Die Fischproduktion in Farmen sollte hierzulande in den vergangenen Jahren bereits deutlich gesteigert werden. Das steht im Strategieplan Aquakultur, der mit einem Programm des Europäischen Meeres-, Fischerei- und Aquakulturfonds gefördert wurde. Allerdings gilt der Plan als gescheitert. Als Grund nennt Fabian Schäfer unter anderem schwierige Genehmigungsverfahren und das schlechte Image von Fischfarmen in Deutschland. Dabei habe die nachhaltige Aquakultur ein großes Potenzial.

Derzeit wird an einem neuen Strategieplan gearbeitet, auf dessen Grundlage die nächste Förderperiode bis zum Jahr 2027 ausgestaltet wird. Konkrete Zielvorgaben werden momentan durch Bund und Länder innerhalb einer Arbeitsgruppe unter Federführung von Sachsen erarbeitet.

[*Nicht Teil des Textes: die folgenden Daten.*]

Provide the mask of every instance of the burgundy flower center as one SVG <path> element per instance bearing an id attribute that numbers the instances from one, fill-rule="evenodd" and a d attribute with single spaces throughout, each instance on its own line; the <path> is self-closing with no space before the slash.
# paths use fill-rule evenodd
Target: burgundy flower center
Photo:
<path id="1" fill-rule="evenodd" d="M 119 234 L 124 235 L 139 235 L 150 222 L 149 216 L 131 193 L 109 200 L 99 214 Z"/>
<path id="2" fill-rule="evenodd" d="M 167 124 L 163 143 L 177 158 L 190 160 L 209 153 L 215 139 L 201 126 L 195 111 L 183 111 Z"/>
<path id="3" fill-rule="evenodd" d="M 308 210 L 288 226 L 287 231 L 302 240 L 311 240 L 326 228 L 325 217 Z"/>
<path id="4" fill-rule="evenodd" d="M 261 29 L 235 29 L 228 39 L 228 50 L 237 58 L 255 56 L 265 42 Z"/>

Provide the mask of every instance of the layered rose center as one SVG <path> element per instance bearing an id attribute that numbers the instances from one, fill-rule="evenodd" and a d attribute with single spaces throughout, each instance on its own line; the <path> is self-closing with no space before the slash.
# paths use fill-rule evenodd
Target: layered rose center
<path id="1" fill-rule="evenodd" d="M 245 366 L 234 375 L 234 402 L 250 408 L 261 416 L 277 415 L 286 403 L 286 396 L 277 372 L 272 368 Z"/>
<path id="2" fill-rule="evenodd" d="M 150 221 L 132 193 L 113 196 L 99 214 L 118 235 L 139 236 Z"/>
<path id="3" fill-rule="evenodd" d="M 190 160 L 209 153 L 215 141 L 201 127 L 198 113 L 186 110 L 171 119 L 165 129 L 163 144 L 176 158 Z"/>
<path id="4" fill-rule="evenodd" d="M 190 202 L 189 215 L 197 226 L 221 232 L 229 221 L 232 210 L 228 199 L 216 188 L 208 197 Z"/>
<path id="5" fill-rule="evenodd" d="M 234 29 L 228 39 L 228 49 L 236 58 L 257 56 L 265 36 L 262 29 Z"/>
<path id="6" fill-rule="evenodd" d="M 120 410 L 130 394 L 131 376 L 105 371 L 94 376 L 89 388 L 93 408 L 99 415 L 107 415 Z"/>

Viel Potenzial durch Forschung

In Zukunft soll aber nicht nur die Anzahl der Fischfarmen gesteigert werden. Es wird auch an vielen Orten geforscht. Um nur zwei Beispiele zu nennen: Das Institut für Fischereiökologie in Bremerhaven sucht nach neuen Rohstoffen für Futtermittel für die Fischzucht. Dabei spielen Rapsproteine und Nebenprodukte der tropischen Diesel-Herstellung eine Rolle.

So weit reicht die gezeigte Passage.